Custom chips come in all sizes, speeds, and flavors. From Simple PALs to the most complex ASICs, they all try to implement someone's better mousetrap idea in a small, integrated way.
There are so many choices now. ASIC vendors are still hot and heavy to tout the advantages of full and semi custom solution. These can include the most economically viable solution, if the risk factor pans out.
FPGA vendors also are quick to point out the advanced capabilities, low risk, fast time to market, and interative flexibility's they offer, granted, at a higher unit price for the most part.
Designers stuck in the middle now have another choice thanks to the launching of the Highway to Silicon program from Accent. While design services are not a new concept, Accent is trying to tie all needs and desires into a one stop shop for complex custom IC's.
As an Independent Device Manufacturer (IDM), Accent is giving designers total control over the whole development cycle as well as full ownership of the development results without having to get involved in dealing with foundries, test houses or process services. This is aimed at fabless semiconductor houses, as well as sophisticated large en customers.

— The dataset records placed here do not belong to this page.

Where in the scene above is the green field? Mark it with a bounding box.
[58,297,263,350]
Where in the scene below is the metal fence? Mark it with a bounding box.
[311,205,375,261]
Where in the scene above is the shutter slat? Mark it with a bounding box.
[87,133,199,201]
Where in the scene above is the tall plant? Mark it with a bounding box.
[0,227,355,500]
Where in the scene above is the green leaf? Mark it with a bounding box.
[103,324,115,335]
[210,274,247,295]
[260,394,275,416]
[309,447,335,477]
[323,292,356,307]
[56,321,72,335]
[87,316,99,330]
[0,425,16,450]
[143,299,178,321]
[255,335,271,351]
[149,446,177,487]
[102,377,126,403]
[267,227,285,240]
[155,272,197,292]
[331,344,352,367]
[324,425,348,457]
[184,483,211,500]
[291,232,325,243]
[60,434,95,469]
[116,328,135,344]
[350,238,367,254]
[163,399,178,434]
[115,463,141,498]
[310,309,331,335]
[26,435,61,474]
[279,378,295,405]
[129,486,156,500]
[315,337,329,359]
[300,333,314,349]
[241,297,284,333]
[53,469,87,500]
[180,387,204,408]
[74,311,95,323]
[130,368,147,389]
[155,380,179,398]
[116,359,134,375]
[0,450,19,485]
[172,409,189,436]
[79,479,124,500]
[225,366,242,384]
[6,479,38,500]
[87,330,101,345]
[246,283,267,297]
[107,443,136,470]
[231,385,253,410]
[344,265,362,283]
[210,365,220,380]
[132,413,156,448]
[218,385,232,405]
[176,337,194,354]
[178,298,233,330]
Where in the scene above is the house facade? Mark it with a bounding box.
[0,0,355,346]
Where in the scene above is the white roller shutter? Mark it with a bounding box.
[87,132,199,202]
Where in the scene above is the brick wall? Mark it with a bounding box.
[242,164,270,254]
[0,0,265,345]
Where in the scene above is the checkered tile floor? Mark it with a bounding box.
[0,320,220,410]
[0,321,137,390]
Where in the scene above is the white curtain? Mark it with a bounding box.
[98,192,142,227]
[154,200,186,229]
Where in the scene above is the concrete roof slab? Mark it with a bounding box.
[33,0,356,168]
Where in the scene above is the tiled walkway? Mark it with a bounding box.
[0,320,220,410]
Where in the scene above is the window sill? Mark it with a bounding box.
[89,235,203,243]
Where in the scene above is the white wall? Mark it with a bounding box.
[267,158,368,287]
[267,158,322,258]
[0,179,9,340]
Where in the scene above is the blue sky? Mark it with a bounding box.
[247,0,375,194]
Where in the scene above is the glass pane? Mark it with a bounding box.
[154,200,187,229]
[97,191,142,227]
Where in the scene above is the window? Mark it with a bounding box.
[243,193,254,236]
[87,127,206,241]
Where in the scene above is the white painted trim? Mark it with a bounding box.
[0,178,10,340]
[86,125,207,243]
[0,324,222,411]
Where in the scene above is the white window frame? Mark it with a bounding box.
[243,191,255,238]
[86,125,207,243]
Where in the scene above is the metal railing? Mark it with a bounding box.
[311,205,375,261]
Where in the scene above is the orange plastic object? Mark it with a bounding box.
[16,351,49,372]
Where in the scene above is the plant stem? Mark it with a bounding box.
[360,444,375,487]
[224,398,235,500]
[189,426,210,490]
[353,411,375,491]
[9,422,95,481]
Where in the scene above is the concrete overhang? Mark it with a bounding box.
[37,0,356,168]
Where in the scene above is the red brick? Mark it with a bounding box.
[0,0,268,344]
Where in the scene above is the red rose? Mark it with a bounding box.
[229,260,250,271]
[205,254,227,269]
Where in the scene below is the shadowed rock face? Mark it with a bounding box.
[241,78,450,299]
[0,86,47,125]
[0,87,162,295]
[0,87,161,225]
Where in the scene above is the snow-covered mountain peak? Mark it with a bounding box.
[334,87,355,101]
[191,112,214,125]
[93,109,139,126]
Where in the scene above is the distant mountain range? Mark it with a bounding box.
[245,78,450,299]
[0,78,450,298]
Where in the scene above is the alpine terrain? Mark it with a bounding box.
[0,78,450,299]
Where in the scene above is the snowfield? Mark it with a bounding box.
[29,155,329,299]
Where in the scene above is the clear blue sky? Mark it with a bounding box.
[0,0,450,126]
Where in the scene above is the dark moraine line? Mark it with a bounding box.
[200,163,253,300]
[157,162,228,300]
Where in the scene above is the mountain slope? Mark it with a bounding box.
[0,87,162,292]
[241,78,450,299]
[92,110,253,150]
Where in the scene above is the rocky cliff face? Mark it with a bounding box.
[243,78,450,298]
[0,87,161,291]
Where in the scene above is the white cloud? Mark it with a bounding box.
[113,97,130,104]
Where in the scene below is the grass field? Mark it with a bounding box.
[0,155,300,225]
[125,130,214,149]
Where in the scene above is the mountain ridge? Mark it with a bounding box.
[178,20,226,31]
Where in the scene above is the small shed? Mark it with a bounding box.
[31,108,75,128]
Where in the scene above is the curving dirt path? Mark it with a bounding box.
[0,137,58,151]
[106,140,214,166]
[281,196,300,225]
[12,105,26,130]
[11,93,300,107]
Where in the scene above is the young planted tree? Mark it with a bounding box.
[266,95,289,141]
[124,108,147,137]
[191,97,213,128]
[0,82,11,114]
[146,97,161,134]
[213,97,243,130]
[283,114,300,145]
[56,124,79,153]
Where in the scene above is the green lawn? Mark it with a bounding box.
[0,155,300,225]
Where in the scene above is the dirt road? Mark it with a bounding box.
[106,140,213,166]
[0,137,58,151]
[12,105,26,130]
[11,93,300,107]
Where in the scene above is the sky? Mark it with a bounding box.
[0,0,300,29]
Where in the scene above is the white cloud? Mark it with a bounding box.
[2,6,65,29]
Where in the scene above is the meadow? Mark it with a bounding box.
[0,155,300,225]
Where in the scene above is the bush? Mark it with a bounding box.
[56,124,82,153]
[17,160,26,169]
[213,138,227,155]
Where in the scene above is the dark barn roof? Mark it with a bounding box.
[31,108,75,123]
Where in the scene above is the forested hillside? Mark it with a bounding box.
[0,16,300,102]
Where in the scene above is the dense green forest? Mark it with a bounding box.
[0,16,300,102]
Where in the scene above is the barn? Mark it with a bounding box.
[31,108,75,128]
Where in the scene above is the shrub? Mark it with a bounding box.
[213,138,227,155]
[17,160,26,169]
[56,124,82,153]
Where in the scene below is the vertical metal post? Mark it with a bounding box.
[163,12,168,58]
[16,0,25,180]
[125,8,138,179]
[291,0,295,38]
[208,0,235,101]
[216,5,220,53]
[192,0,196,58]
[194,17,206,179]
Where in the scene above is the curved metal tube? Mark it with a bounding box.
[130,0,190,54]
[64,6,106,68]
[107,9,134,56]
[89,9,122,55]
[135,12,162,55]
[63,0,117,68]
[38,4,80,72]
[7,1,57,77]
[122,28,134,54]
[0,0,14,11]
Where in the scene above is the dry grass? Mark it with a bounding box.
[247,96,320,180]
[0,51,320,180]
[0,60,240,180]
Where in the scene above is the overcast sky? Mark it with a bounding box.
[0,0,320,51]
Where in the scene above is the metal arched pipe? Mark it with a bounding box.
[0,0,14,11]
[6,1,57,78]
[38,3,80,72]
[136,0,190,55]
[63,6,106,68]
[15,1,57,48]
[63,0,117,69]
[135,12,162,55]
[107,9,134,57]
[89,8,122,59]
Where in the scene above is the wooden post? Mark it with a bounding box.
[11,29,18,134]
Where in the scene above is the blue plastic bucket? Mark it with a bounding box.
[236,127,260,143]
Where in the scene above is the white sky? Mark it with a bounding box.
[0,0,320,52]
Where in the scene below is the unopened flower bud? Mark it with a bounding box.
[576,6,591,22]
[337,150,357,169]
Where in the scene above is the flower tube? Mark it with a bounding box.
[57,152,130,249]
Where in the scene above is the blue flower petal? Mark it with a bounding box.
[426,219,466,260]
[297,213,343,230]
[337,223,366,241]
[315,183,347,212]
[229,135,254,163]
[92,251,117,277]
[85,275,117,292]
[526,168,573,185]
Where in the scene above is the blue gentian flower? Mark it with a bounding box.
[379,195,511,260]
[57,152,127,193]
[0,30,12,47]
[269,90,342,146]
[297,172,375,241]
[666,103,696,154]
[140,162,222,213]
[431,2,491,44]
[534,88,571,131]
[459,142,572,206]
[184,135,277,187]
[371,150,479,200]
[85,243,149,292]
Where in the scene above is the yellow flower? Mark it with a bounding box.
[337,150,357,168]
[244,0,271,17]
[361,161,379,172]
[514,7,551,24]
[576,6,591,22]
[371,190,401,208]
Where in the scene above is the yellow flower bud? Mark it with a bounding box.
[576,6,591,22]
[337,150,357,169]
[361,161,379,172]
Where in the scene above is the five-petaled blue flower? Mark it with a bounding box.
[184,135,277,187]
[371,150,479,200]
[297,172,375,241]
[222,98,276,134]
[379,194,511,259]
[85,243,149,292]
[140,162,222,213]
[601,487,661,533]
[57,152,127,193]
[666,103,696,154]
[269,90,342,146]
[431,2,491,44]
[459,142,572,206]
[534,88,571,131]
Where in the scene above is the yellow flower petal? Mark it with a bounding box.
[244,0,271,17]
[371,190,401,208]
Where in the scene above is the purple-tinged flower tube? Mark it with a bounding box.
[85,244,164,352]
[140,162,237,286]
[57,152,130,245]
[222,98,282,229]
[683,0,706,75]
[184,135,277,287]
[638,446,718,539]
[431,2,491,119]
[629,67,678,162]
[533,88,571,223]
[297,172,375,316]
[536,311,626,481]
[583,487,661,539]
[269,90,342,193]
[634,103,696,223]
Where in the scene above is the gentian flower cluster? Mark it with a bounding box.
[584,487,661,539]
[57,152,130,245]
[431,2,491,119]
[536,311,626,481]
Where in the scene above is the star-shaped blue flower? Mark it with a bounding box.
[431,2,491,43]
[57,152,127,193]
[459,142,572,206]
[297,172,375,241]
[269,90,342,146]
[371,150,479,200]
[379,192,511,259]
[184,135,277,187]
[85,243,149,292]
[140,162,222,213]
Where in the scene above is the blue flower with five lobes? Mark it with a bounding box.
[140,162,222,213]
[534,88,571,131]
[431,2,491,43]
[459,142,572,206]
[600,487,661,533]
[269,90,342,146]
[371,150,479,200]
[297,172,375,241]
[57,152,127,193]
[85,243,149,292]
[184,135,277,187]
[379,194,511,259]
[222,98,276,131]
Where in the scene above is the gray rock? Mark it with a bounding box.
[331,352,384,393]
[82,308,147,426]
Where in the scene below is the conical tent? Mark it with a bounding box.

As a single supplier, the Highway to Silicon program provides SoC back-end design, implementation and prototypes, supply chain management, production, validation, and assembly. There is also a 'comprehensive' design architecture and SoC front-end design capability. In house expertise is available to help guide designers with Accent's silicon-aware design expertise, cost management, performance tricks, and time-to-market trade-offs and strategies. Even product specifications and documentation.
According to Accent, resources draw on the skills of over 120 electronic engineers whose specialist expertise spans multiprocessor SoC, VDSM and AMS design. There is experience and familiarity with sub-micron geometry and power challenges of today's semiconductor designs.
In addition, close relationships with the world's leading pure-play foundries like TSMC, Chartered and SMIC, (as well as the only third-party access to STMicroelectronics foundry) help assure that the process technology used is the best match for the task at hand.
Common design methodology is supported as are tools from Cadence, Synopsys, Mentor, Coware and Mathworks. There are also IP relationships for third party IP providers including invaluable access to ARM's TLA licensing model. Test and assembly partners include ASE, Nptest, and Atlantic Technology.
Expect to see more comprehensive design services emerging to fill this void. As design complexities increase, it becomes increasingly more difficult to secure in house expertise in every area. More and more, I feel companies will rely on third party services and expertise to be competitive.